Auch wenn sich weiterhin nichts und niemand bewegen will (stationärer Saturn im Quadrat zum rückläufigen Mars!) und die erste Monatshälfte äußerst angespannt wirkt, hält Jupiter immerhin Kurs auf ein befreiendes Trigon zu Uranus, das hoffen lässt, dass in der zweiten Monatshälfte – quasi mit der Brechstange - etwas Neues in Gang kommt. Dass unsere Politiker unangenehmen Zeiten entgegengehen, zeichnet sich jedoch überdeutlich ab: Jupiter wechselte am 27. Okt. in den Skorpion, wo er in den nächsten 12 Monaten mit Wonne unsere Staatsfinanzen ausleuchten und wer weiß noch welche Wahrheiten ans Tageslicht befördern wird. Und auch der rückläufige Stier-Mars (noch bis 10. Dezember) wird beim Kassensturz einige unerfreuliche Tatsachen zur Kenntnis nehmen müssen. Immerhin bietet der rückläufige Saturn (ab 22. November) die Chance, sich alle „nicht gemachten Hausaufgaben“ bis nächsten Juli noch einmal vorzunehmen. Unangenehme Entscheidungen werden dabei wahrscheinlich nicht ausbleiben.

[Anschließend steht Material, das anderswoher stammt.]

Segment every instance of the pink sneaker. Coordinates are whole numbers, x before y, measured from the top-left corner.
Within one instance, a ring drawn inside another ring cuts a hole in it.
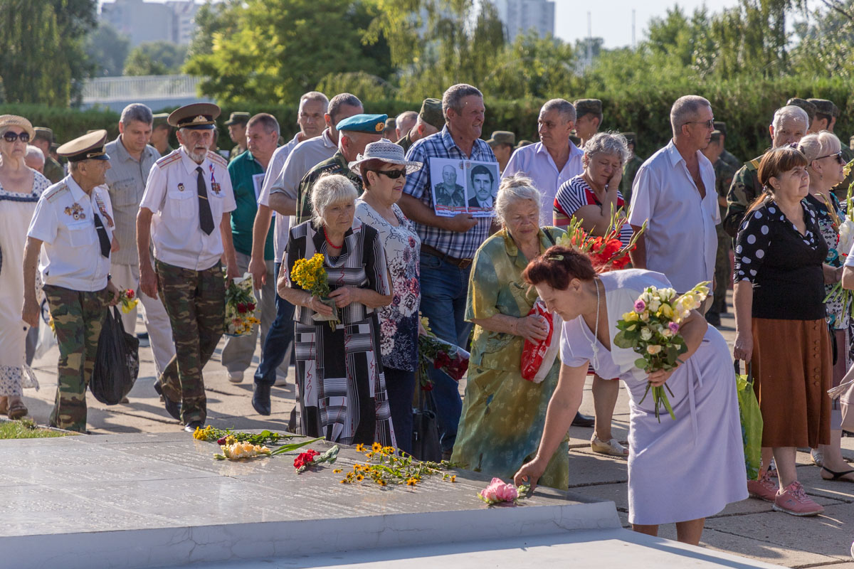
[[[767,470],[758,480],[747,480],[747,491],[752,498],[774,502],[777,497],[777,484],[771,481],[771,477]]]
[[[816,515],[824,512],[824,508],[813,502],[797,480],[777,492],[772,508],[777,512],[798,516]]]

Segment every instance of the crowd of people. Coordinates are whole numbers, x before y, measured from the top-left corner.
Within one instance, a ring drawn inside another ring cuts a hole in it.
[[[56,148],[67,171],[50,154],[50,129],[0,116],[2,412],[27,413],[22,388],[38,383],[28,344],[45,325],[44,304],[59,347],[50,422],[85,432],[102,323],[131,289],[166,412],[188,431],[204,426],[202,369],[224,334],[226,282],[249,273],[260,324],[226,338],[222,365],[243,381],[260,341],[252,404],[269,415],[272,387],[294,363],[304,434],[410,452],[425,316],[439,339],[471,350],[465,398],[434,366],[422,380],[453,462],[565,489],[567,430],[594,427],[593,451],[628,458],[638,531],[676,523],[680,540],[697,543],[705,518],[748,494],[821,513],[798,481],[797,448],[812,449],[822,478],[854,482],[840,452],[852,390],[828,395],[850,367],[851,322],[825,299],[838,282],[854,287],[854,256],[839,250],[851,154],[834,134],[835,105],[787,102],[770,118],[771,148],[743,164],[697,96],[674,102],[672,137],[646,160],[635,133],[599,131],[595,99],[547,102],[535,143],[506,131],[484,140],[486,112],[463,84],[392,118],[366,113],[348,93],[312,91],[287,142],[272,115],[232,113],[224,156],[213,150],[216,105],[153,114],[133,104],[115,140],[94,131]],[[437,199],[454,193],[465,198],[453,206]],[[601,272],[567,247],[573,219],[593,236],[616,224],[631,266]],[[299,276],[318,253],[326,298]],[[730,280],[733,352],[716,328]],[[647,373],[613,343],[646,287],[681,293],[704,282],[715,294],[681,322],[687,351],[676,369]],[[526,341],[548,336],[532,313],[538,299],[563,324],[559,357],[533,382],[520,360]],[[126,330],[136,325],[126,314]],[[764,423],[755,480],[734,357],[751,366]],[[588,375],[593,417],[578,412]],[[628,446],[611,429],[620,380]],[[648,383],[666,384],[675,418],[659,420]]]

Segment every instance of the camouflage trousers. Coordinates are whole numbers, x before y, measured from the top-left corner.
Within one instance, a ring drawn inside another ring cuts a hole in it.
[[[710,311],[723,314],[727,310],[727,287],[733,279],[733,269],[729,266],[729,250],[733,239],[727,235],[722,225],[717,226],[717,253],[715,256],[714,299]]]
[[[107,289],[86,293],[44,285],[59,345],[56,398],[50,426],[86,430],[86,387],[92,377],[101,327],[107,315]]]
[[[160,295],[169,315],[175,355],[158,380],[163,396],[181,402],[181,421],[208,417],[202,369],[222,337],[225,285],[222,266],[205,270],[183,269],[155,261]]]

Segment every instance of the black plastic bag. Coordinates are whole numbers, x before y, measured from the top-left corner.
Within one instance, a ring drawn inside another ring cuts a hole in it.
[[[433,395],[420,386],[418,406],[412,409],[412,456],[419,461],[442,461],[442,446],[439,444],[439,423],[433,405]]]
[[[98,338],[98,351],[89,388],[95,398],[115,405],[133,388],[139,374],[139,340],[125,332],[121,314],[108,310]]]

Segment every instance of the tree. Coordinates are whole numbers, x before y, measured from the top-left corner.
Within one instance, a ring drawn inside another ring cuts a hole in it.
[[[121,75],[129,50],[130,40],[106,22],[101,22],[86,38],[86,55],[96,77]]]
[[[140,44],[125,61],[125,75],[174,75],[181,73],[187,46],[157,41]]]
[[[362,44],[374,7],[360,0],[247,0],[206,12],[187,73],[226,102],[293,101],[330,73],[387,77],[388,49]],[[215,30],[208,45],[200,34]]]

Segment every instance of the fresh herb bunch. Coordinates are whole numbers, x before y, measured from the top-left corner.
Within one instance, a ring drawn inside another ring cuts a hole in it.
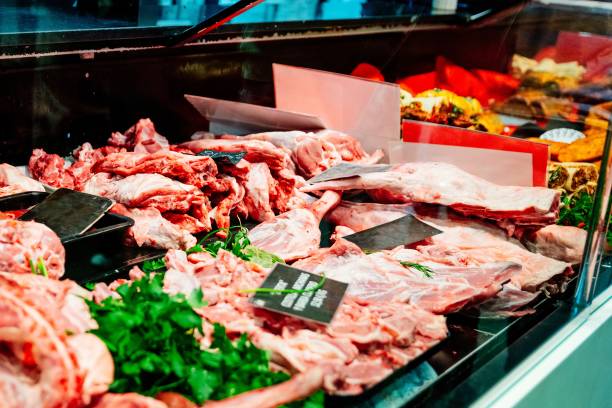
[[[400,264],[404,268],[411,268],[411,269],[415,269],[421,272],[423,276],[425,276],[426,278],[433,278],[433,276],[436,274],[433,269],[431,269],[429,266],[426,266],[426,265],[421,265],[418,263],[408,262],[408,261],[400,261]]]
[[[47,266],[45,265],[45,261],[39,257],[38,261],[34,262],[30,259],[30,270],[34,275],[41,275],[45,278],[49,277],[49,272],[47,271]]]
[[[269,355],[246,336],[232,342],[225,328],[215,324],[211,348],[203,350],[195,334],[202,318],[194,308],[205,305],[202,292],[168,295],[163,275],[144,278],[117,288],[120,298],[96,304],[87,301],[115,362],[111,392],[154,396],[175,391],[201,404],[283,382],[285,373],[271,372]],[[304,403],[316,403],[315,396]],[[315,406],[322,406],[316,403]]]
[[[592,211],[593,197],[590,194],[565,195],[561,199],[557,224],[586,228]]]

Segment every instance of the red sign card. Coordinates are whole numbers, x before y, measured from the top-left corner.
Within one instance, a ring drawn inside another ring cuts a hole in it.
[[[532,186],[538,187],[546,186],[549,153],[548,145],[544,143],[535,143],[508,136],[492,135],[485,132],[413,120],[403,121],[402,134],[404,142],[495,150],[496,154],[492,156],[498,156],[499,153],[503,152],[528,153],[532,156],[530,160],[531,169],[524,168],[526,165],[529,165],[529,162],[525,162],[524,160],[516,161],[513,159],[513,157],[519,158],[524,157],[524,155],[508,155],[510,161],[505,162],[508,166],[506,171],[529,171],[531,173],[531,183],[527,180],[526,183],[520,184],[531,184]],[[456,149],[453,150],[455,151],[454,154],[460,154],[460,151]],[[435,158],[431,158],[430,160],[435,160]],[[516,162],[515,166],[511,165],[513,160]],[[490,162],[487,165],[495,166],[495,163]],[[499,168],[496,169],[496,172],[499,170]],[[483,171],[487,171],[484,163]],[[483,176],[483,178],[488,177]],[[516,177],[513,177],[513,179],[515,178]]]

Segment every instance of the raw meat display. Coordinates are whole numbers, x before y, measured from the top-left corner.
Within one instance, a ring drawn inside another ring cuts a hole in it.
[[[87,311],[75,287],[32,274],[0,273],[3,406],[85,406],[108,389],[113,361],[104,343],[85,333],[91,325],[73,323],[83,308]]]
[[[18,168],[6,163],[0,164],[0,197],[26,191],[45,191],[45,187]]]
[[[89,292],[59,280],[65,251],[51,230],[0,213],[0,401],[264,408],[317,390],[357,395],[446,339],[445,315],[531,313],[542,291],[564,290],[582,259],[586,233],[554,225],[552,189],[496,185],[436,162],[309,184],[339,163],[367,166],[383,154],[333,130],[197,137],[172,144],[141,119],[71,158],[35,149],[33,179],[0,165],[0,195],[44,183],[108,197],[112,212],[134,220],[125,245],[167,250]],[[379,251],[343,238],[406,214],[442,232]],[[328,228],[332,244],[321,247]],[[252,300],[269,292],[260,286],[279,262],[324,277],[320,287],[348,284],[329,324]],[[148,348],[157,342],[162,351]],[[172,357],[165,347],[179,343]],[[201,353],[215,361],[204,376]],[[236,391],[232,381],[251,381],[232,377],[240,365],[264,377]],[[174,380],[147,388],[151,378]],[[219,394],[226,380],[233,391]]]
[[[256,247],[285,261],[305,258],[319,248],[319,223],[339,202],[338,193],[326,191],[310,208],[297,208],[262,222],[249,232],[249,239]]]
[[[393,170],[312,184],[302,191],[374,190],[381,202],[442,204],[465,215],[547,225],[556,219],[559,193],[543,187],[500,186],[446,163],[406,163]]]
[[[55,232],[34,221],[0,219],[0,272],[59,279],[64,274],[64,247]]]

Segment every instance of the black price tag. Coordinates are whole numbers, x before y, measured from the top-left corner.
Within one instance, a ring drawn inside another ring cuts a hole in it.
[[[340,163],[332,168],[325,170],[321,174],[317,174],[310,180],[309,183],[320,183],[322,181],[330,181],[348,177],[360,176],[367,173],[380,173],[382,171],[389,171],[391,165],[389,164],[353,164],[353,163]]]
[[[216,150],[202,150],[196,156],[208,156],[220,164],[233,164],[234,166],[246,156],[246,152],[218,152]]]
[[[400,245],[413,244],[441,232],[439,229],[420,221],[412,214],[408,214],[397,220],[343,238],[356,244],[361,249],[381,251]]]
[[[260,287],[266,292],[255,292],[250,301],[256,307],[328,324],[342,303],[348,283],[325,279],[318,287],[322,279],[321,275],[276,264]]]

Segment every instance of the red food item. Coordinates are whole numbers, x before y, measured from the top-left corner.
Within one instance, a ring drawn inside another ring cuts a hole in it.
[[[437,74],[435,71],[410,75],[400,79],[397,83],[403,90],[413,95],[438,86]]]
[[[453,64],[444,57],[436,59],[436,73],[438,87],[447,89],[459,96],[476,98],[483,105],[487,105],[489,96],[483,82],[467,69]]]
[[[374,65],[368,64],[367,62],[362,62],[361,64],[357,65],[353,72],[351,72],[351,75],[360,78],[371,79],[372,81],[385,81],[385,77],[380,72],[380,70]]]
[[[496,101],[503,101],[509,98],[520,85],[518,79],[501,72],[489,71],[488,69],[473,69],[472,72],[487,89],[489,99]]]

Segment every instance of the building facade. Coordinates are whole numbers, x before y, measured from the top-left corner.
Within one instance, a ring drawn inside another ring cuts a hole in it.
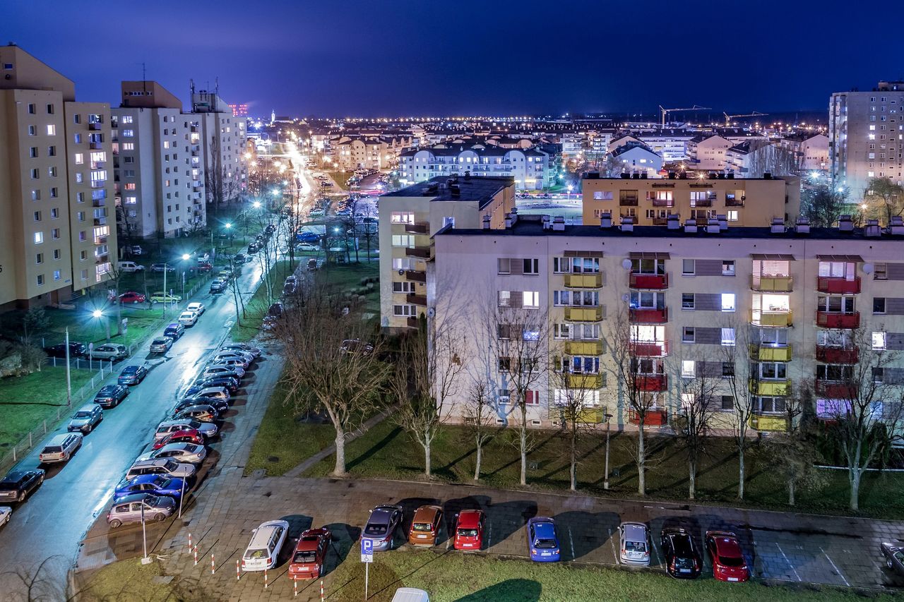
[[[0,306],[65,303],[117,256],[109,105],[14,45],[0,72]]]

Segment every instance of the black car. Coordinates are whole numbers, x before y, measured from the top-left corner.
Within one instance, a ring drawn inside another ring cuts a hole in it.
[[[0,502],[23,502],[29,494],[44,482],[44,471],[11,470],[0,481]]]
[[[665,571],[679,579],[695,579],[700,577],[703,561],[693,544],[693,538],[684,529],[663,529],[663,556]]]
[[[115,408],[128,395],[126,385],[105,385],[94,396],[94,403],[101,408]]]
[[[45,347],[44,351],[51,357],[66,357],[66,343],[61,343],[52,347]],[[69,356],[79,357],[80,355],[88,355],[88,346],[84,343],[70,343]]]

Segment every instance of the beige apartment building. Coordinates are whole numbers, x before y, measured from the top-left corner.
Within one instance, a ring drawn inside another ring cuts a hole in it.
[[[65,303],[117,255],[109,105],[12,44],[0,73],[0,307]]]
[[[427,312],[433,234],[441,228],[504,228],[514,181],[435,177],[380,197],[380,323],[417,327]]]
[[[556,427],[562,400],[579,395],[582,419],[601,425],[609,414],[630,429],[639,418],[625,393],[634,389],[649,404],[646,427],[668,432],[689,384],[707,378],[718,404],[711,424],[729,429],[739,398],[728,382],[739,374],[749,426],[782,430],[797,385],[811,382],[816,416],[831,419],[852,399],[852,366],[886,352],[893,359],[872,374],[893,399],[877,400],[874,417],[900,402],[900,219],[889,230],[850,220],[812,230],[677,219],[667,228],[568,226],[539,215],[506,222],[437,232],[427,300],[428,327],[453,334],[465,381],[487,386],[499,424],[518,420],[513,397],[526,387],[533,427]],[[626,354],[617,356],[620,340]],[[539,365],[534,380],[516,388],[514,362]],[[453,419],[465,415],[469,390],[453,396]]]
[[[581,181],[583,221],[598,223],[608,215],[617,222],[631,217],[636,225],[664,226],[669,215],[710,220],[719,215],[731,226],[768,226],[775,218],[794,221],[800,213],[800,179],[705,179],[668,177],[604,178],[590,172]]]

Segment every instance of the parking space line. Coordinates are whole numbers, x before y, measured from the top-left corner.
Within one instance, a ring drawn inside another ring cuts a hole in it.
[[[833,562],[833,561],[832,560],[832,559],[831,559],[831,558],[829,558],[829,555],[825,553],[825,550],[823,550],[822,548],[820,548],[820,549],[819,549],[819,551],[823,552],[823,556],[824,556],[824,557],[825,557],[825,560],[829,561],[829,564],[831,564],[831,565],[832,565],[832,568],[835,569],[835,572],[836,572],[836,573],[838,573],[838,577],[842,578],[842,581],[844,581],[844,585],[846,585],[846,586],[847,586],[848,588],[850,588],[850,587],[851,587],[851,584],[847,582],[847,579],[846,579],[846,578],[844,578],[844,574],[843,574],[843,573],[842,573],[842,571],[840,571],[840,570],[838,569],[838,567],[836,567],[836,566],[835,566],[835,563],[834,563],[834,562]]]
[[[802,579],[800,578],[800,575],[797,574],[797,569],[794,568],[793,564],[791,564],[791,560],[789,560],[788,557],[785,555],[785,550],[782,550],[782,547],[778,545],[777,541],[776,541],[776,547],[778,548],[778,551],[782,553],[782,558],[785,559],[785,561],[788,563],[789,567],[791,567],[791,570],[794,571],[794,576],[797,578],[798,581],[801,581]]]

Kommunikation und Denken (Merkur):

Merkur steht den gesamten Monat über im Zeichen des Schützen, wo das Denken eigentlich in idealistischen Bahnen voraneilen möchte. Mehr als einige irrlichternde Geistesblitze (6. November) sind jedoch nicht zu erwarten, da Merkur am 15. November rückläufig wird und genau das tun muss, was er im Schützen am wenigsten liebt: Nämlich alles noch einmal durchkauen und auf die lästigen Details achten (Zeit für die von der CDU angekündigte Fehleranalyse?). Wer sich jedoch darauf einlässt, wird von Saturn belohnt und im zweiten Anlauf seine Pläne und Gedanken ordnen können. Gleiches gilt für die Kommunikation: Der rückläufige Merkur bietet die Chance, zwischenmenschliche Angelegenheiten noch einmal durchzusprechen und damit auf eine solidere Basis zu stellen.

Geschäftsleben (Merkur):

Im Geschäftsleben ist jetzt eine gute Zeit, Projekte, die bereits längere Zeit in der Schublade liegen, noch einmal hervorzuholen und endgültig zu überprüfen. Stimmt die Mischung aus Idealismus/Realismus, könnte man nun mit vorsichtigen Planungen beginnen. Lassen Sie sich jedoch mit definitiven Abschlüssen Zeit bis nach dem 5. Dezember, da es viel Zeit brauchen wird, bis alle Details befriedigend geklärt sind. Schnellschüsse funktionieren momentan ohnehin nicht: Auf der konkreten Umsetzungsebene geht alles mühsam und schwerfällig voran.

Handeln (Mars):

Mars hat sich endgültig festgefressen: Der hartnäckige Stier-Mars steht den ganzen November über in einem zähen Dauer-Quadrat zum stationären Saturn. Damit ist eigentlich jeder Versuch, irgendwie in Aktion zu treten, von vornherein zum Scheitern verurteilt. In Streitsituationen gibt es ebenfalls kaum Bewegung, da keiner der Kontrahenten von seiner Position abrückt und zudem beide in Illusionen befangen sind (Neptun im T-Quadrat). Sinnlos jetzt etwas durchsetzen zu wollen! Da kann man nur sagen: „Take it easy“ oder auch: „Abwarten und Tee trinken“.

Liebe (Venus):

Die treue Steinbock-Venus (ab 5. Nov.) harmoniert prächtig mit dem zuverlässigen, wenngleich etwas sturen Stier-Mars, weshalb wenigstens zwischen den Geschlechtern ein entspanntes Klima und die Bereitschaft, aufeinander zuzugehen, angezeigt ist. Problematische Liebeskonstellationen gibt es in diesem Monat fast gar keine - ganz im Gegenteil: Erst bildet die Venus zwischen dem 8. und dem 12. November ein ermutigendes Sextil zum Jupiter-Uranus-Trigon, womit sie neue Begegnungen optimal fördert. Danach treffen um den 17. November herum noch einmal ihre Liebespfeile – und das sogar mit ungewohnter Bedacht: Steinbock und Stier sind nämlich die Garanten für eine haltbare und stabile Paarbildung.